Corn checkoff donates life-saving equipment and training to rural first responders - Indiana Corn and Soy

Corn checkoff donates life-saving equipment and training to rural first responders

The Indiana Corn Marketing Council (ICMC) partnered with insurance provider Nationwide through its Grain Bin Safety campaign to donate grain bin rescue tubes and training to five rural volunteer fire departments in September.

The first responders receiving the equipment and training include the Hamlet-Davis Fire Territory of Hamlet, Ind.; the Ashley Fire Department of DeKalb and Steuben counties; the Westport Community Volunteer Fire Department of Decatur County, Ind.; the Huntingburg Fire Department of Dubois County, Ind.; and the Ripley Township Volunteer Fire Department of Alamo, Ind.

According to a May 2021 report by Purdue University, 64 U.S. farmers were involved in farm accidents in confined spaces during 2020. That is a 4.5 percent decrease from 2019. Of those accidents, 32 were fatal grain bin entrapments. Three of those accidents involved more than one victim, and three were women. Illinois reported the most accidents with 17 in 2020.

Richard J. Minker, the president and instructor with the Hamlet-Davis Fire Territory, applied for the grant that provided the grain rescue tubes and specialized training.

During training with new equipment, firefighters with the Hamlet-Davis Fire Territory practice building a grain bin rescue tube. The equipment and training was provided, in part, through funding from the Indiana Corn Marketing Council.

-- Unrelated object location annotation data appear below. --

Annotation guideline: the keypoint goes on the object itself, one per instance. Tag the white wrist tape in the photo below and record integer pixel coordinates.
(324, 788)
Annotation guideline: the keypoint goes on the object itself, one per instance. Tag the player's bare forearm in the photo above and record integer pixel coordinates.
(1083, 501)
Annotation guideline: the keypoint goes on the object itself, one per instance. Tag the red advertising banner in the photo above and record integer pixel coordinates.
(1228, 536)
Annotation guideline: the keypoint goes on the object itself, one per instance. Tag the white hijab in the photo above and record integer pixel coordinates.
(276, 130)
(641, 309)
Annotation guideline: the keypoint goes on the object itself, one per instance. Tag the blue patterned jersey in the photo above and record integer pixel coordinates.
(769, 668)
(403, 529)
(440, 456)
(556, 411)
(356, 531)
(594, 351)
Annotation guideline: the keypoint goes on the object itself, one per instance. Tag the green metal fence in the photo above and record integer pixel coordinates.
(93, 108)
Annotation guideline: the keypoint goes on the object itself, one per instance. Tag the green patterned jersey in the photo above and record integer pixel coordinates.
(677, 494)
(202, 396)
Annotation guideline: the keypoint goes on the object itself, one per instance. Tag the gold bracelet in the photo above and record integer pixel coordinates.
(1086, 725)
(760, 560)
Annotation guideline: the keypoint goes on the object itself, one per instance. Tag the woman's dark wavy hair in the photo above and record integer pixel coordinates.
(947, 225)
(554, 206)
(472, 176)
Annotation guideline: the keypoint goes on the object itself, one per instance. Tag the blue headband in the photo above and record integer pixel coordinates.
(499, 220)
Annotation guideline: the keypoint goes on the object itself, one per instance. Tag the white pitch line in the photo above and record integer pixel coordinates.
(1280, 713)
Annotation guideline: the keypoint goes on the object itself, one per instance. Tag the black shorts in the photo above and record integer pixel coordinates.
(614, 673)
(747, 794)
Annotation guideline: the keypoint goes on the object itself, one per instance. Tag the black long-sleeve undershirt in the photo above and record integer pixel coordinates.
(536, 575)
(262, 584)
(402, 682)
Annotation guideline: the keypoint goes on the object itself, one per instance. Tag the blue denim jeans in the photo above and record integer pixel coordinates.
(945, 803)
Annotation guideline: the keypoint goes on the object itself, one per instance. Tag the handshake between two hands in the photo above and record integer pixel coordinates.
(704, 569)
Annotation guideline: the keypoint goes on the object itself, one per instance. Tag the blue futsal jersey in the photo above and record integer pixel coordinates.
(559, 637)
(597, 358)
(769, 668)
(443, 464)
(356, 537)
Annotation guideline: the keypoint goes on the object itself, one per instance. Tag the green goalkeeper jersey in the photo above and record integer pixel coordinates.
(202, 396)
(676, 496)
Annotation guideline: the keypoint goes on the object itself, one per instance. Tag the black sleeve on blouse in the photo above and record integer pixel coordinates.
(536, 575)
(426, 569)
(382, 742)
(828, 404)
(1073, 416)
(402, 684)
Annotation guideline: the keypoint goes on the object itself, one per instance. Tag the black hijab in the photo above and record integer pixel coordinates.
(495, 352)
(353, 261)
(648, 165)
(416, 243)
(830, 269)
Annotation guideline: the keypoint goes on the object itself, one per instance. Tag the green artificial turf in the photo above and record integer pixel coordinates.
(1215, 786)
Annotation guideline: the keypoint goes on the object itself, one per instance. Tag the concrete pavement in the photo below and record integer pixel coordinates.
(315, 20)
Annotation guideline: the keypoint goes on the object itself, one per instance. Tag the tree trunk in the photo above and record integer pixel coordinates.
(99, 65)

“Our county had one years ago, but we didn’t get any training,” Minker said. “We really appreciate the training that has come with this rescue equipment. There’s a need for this in our area. This is a rural area with many farmers. In fact, six or seven volunteers on our department are farmers or work on a farm.”

He said his department had a successful rescue from a concrete grain bin in 2020.

Dan Neenan, a paramedic and director of the National Education Center for Agricultural Safety in Peosta, Iowa, led the training along with instructor Brian Freese. Neenan and Freese travel the country training first responders on the proper use of the rescue tubes. He said successful rescues of victims trapped in grain bins are complicated and time consuming.

Instructors with The National Education Center for Agricultural Safety provided training to rural first responders around Indiana that received grain bin rescue equipment.

“The average time of rescue, after the fire department arrives on the scene, is 3 1/2 hours. So, you’re in for a long extraction,” Neenan said. “When the auger is on, a person can be pulled waist deep into the grain within 15 seconds. Most people will be able to pull themselves out if they only go knee-deep; but once it gets up to the mid-thigh area, they’re going to need help.”

Nationwide’s program donated 58 rescue tubes in 2022 and 265 since the program began in 2014. So far, these tubes have been used to successfully rescue five farm workers. Neenan told the Hamlet firefighters that the equipment provided by ICMC and Nationwide was “top of the line and expensive.” “ICMC is happy to partner with Nationwide to donate this life-saving equipment and training to first responders,” ICMC President Paul Hodgen, a farmer from Roachdale, Ind., told the firefighters during the training in Alamo, Ind. “Rural fire departments are often the first to respond to these emergencies, and that is why ICMC and Nationwide is working with these first responders to help them prepare to save lives. Thank you for what you do for our communities and for being here to take this training.”